Posted on July 19, 2011

Confidence among U.S. home builders improved in July from a nine-month low as executives turned less pessimistic on the outlook for sales.

The National Association of Home Builders/Wells Fargo sentiment index climbed to 15 this month, higher than forecast, from 13 in June, data from the Washington-based group showed Monday. The median projection of economists surveyed by Bloomberg News was for a gain to 14.

“It’s still at a very low level,” Michelle Meyer, a senior economist at Bank of America Merrill Lynch in New York, said about the home builders’ measure. “In order to see a brighter future for housing, we need to see a stronger economy.”

Builders are facing a backlog of discounted, distressed properties that remain in the foreclosure pipeline and are hesitant to start new projects.
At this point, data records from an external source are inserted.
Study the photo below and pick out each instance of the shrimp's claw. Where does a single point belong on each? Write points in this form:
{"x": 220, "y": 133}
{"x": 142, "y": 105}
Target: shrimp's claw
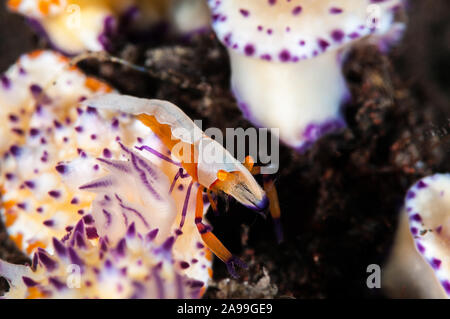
{"x": 232, "y": 262}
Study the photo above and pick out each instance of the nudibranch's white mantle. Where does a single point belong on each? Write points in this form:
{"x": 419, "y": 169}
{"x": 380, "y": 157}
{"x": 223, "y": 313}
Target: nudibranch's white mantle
{"x": 74, "y": 26}
{"x": 286, "y": 58}
{"x": 134, "y": 267}
{"x": 421, "y": 254}
{"x": 428, "y": 207}
{"x": 51, "y": 146}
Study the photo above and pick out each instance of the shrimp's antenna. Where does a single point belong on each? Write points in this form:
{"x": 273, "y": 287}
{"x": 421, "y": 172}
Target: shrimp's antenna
{"x": 105, "y": 57}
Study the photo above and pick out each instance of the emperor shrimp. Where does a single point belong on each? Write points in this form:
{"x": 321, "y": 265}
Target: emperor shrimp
{"x": 187, "y": 143}
{"x": 51, "y": 147}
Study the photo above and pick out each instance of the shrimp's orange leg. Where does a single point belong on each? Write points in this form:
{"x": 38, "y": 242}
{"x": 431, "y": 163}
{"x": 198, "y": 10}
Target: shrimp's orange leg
{"x": 212, "y": 202}
{"x": 211, "y": 240}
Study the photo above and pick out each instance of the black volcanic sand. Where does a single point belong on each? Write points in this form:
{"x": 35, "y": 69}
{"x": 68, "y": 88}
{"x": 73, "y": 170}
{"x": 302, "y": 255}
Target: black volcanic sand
{"x": 340, "y": 200}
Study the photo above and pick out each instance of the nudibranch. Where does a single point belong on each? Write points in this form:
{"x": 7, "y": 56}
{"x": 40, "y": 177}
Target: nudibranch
{"x": 52, "y": 146}
{"x": 204, "y": 159}
{"x": 134, "y": 267}
{"x": 286, "y": 58}
{"x": 75, "y": 26}
{"x": 419, "y": 265}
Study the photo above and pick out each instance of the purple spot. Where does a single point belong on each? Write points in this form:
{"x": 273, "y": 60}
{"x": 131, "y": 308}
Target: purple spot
{"x": 337, "y": 35}
{"x": 62, "y": 169}
{"x": 49, "y": 223}
{"x": 6, "y": 82}
{"x": 335, "y": 10}
{"x": 297, "y": 10}
{"x": 184, "y": 265}
{"x": 284, "y": 56}
{"x": 436, "y": 263}
{"x": 410, "y": 195}
{"x": 30, "y": 184}
{"x": 421, "y": 184}
{"x": 29, "y": 282}
{"x": 249, "y": 50}
{"x": 420, "y": 248}
{"x": 107, "y": 153}
{"x": 244, "y": 12}
{"x": 323, "y": 44}
{"x": 54, "y": 193}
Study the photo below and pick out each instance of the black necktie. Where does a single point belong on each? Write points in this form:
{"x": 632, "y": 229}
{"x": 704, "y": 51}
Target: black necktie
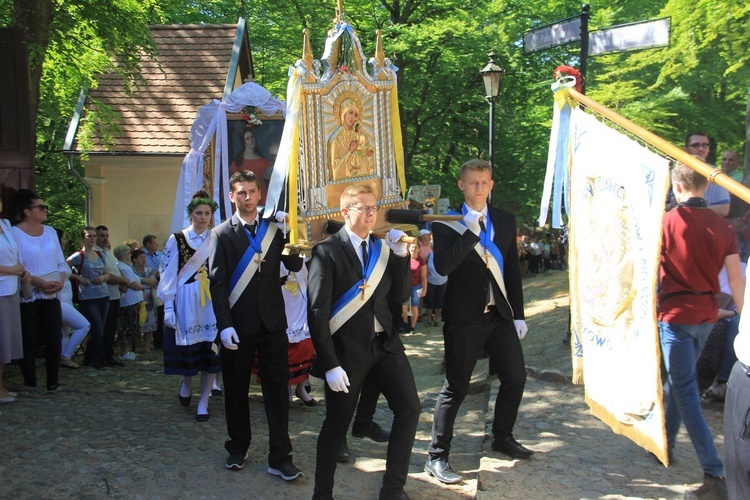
{"x": 364, "y": 255}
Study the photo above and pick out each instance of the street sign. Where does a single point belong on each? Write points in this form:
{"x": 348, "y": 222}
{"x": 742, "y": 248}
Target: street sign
{"x": 631, "y": 36}
{"x": 552, "y": 35}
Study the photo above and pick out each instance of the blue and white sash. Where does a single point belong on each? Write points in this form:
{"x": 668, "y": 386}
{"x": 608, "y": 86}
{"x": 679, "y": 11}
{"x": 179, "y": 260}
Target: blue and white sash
{"x": 249, "y": 262}
{"x": 351, "y": 302}
{"x": 195, "y": 262}
{"x": 486, "y": 249}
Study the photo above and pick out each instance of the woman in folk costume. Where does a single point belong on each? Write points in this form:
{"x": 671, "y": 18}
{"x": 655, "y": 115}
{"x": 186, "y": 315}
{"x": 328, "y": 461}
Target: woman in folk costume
{"x": 190, "y": 325}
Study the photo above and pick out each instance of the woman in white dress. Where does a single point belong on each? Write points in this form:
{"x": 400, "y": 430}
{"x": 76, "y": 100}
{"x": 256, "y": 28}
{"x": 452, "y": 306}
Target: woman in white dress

Rising unemployment and depressed home values may keep housing one of the weakest parts of the recovery.

Readings lower than 50 in Monday’s home builder measure mean more respondents said conditions were poor. Projections among the 36 economists surveyed ranged from 12 to 16.

The gauge, first published in January 1985, reached a record low of 8 in January 2009, and averaged 54 in the five years before the recession began in December 2007.

The builders group’s index of sales expectations for the next six months increased to a three-month high of 22 from 15. A gauge of current single-family home sales rose to 15 from 13. The index of buyer traffic held at 12.

“The market continues to bounce along the bottom, with conditions in some locations beginning to improve,” NAHB Chief Economist David Crowe said Monday in a statement. “The stronger rebound in sales expectations for the next six months likewise marks a return to trend.”

The NAHB confidence survey asks builders to characterize current sales as “good,” “fair” or “poor” and to gauge prospective buyers’ traffic. It also asks participants to gauge the outlook for the next six months.

Builders in three of the four regions were less pessimistic this month. In the South, the gauge rose to 17, the highest since March, from 14 a month earlier. The measure also rose in the West and Midwest.